Every act of communication, whether written, verbal, or non-verbal, is an expression of an unmet need. By clearly sharing our needs and listening for the needs of others, we can help each other fulfill them.
The author believes that our judgement of others is itself an expression of an unmet needing. He argues that this attention is misplaced: “Our attention is focused on classifying, analyzing, and determining levels of wrongness rather than on what we and others need and are not getting.”
For example: Replace ‘I am angry because they…’ with ‘I am angry because I am needing…’.
When making a request of someone, make it in the positive: ask for them to do something as specifically as possible, describing the action you wish to be taken.
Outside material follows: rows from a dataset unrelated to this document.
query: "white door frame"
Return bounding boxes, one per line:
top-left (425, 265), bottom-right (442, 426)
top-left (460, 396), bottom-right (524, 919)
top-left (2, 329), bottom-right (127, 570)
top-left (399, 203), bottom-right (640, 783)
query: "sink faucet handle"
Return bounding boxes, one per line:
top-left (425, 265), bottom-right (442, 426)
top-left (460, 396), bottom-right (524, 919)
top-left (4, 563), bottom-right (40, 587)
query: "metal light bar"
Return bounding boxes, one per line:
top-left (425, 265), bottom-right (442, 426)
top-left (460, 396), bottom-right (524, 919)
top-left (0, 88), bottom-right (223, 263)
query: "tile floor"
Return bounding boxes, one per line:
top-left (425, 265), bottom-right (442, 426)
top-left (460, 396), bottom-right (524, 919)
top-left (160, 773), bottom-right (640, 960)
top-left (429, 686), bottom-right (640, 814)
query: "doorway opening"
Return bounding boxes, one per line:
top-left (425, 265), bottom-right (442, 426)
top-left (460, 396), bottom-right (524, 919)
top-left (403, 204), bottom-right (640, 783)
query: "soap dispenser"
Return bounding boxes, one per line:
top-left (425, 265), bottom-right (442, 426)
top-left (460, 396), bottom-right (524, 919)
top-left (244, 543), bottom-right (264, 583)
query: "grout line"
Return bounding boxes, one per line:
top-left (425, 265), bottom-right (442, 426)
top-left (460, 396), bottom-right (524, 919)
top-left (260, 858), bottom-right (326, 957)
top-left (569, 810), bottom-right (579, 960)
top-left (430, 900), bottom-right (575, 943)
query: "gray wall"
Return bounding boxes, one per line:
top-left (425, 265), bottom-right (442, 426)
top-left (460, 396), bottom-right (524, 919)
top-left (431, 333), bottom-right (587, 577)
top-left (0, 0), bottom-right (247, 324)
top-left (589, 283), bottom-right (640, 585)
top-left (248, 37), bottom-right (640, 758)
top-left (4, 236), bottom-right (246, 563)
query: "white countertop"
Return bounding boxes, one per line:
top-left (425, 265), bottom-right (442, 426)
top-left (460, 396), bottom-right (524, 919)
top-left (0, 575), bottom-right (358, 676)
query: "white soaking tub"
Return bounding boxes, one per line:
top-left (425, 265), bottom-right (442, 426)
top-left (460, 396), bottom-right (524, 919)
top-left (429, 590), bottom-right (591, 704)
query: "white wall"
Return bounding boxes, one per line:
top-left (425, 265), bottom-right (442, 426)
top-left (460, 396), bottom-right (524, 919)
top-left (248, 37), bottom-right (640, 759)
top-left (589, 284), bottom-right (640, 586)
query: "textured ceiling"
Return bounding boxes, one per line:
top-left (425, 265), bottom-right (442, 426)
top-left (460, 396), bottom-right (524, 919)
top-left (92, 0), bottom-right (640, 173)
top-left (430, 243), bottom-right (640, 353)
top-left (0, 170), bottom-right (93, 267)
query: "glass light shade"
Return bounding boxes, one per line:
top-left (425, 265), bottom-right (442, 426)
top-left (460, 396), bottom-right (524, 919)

Avoid asking for someone to not do something, as that doesn’t give them any guidance on what they should do instead.
This is especially true in a group setting. Groups waste much time when they aren’t sure what the desired response is to a meeting.
The author makes the case that punishment is rarely the right tool to accomplish our goals. Especially in the long term. He explains:
“We are unlikely to get what we want when using punishment to change people’s behaviors. We can realize this by asking two questions: What do I want this person to do? What do I want this person’s reason to be for doing it?”
While punishment often gets us the answer we want to the first question, especially in the short term, it almost never gets us the answer we want to the second question.
Our gratitude is often expressed in too general of a fashion. Saying “thanks for cooking dinner” doesn’t help the recipient understand their impact on you. Instead, say:
1) This is what you did. 2) This is how I feel. 3) This is the need of mine that was met.
“I was so hungry after a long day at work. The dinner you made was so thoughtfully prepared. I feel satisfied and appreciative of the care you put into it.”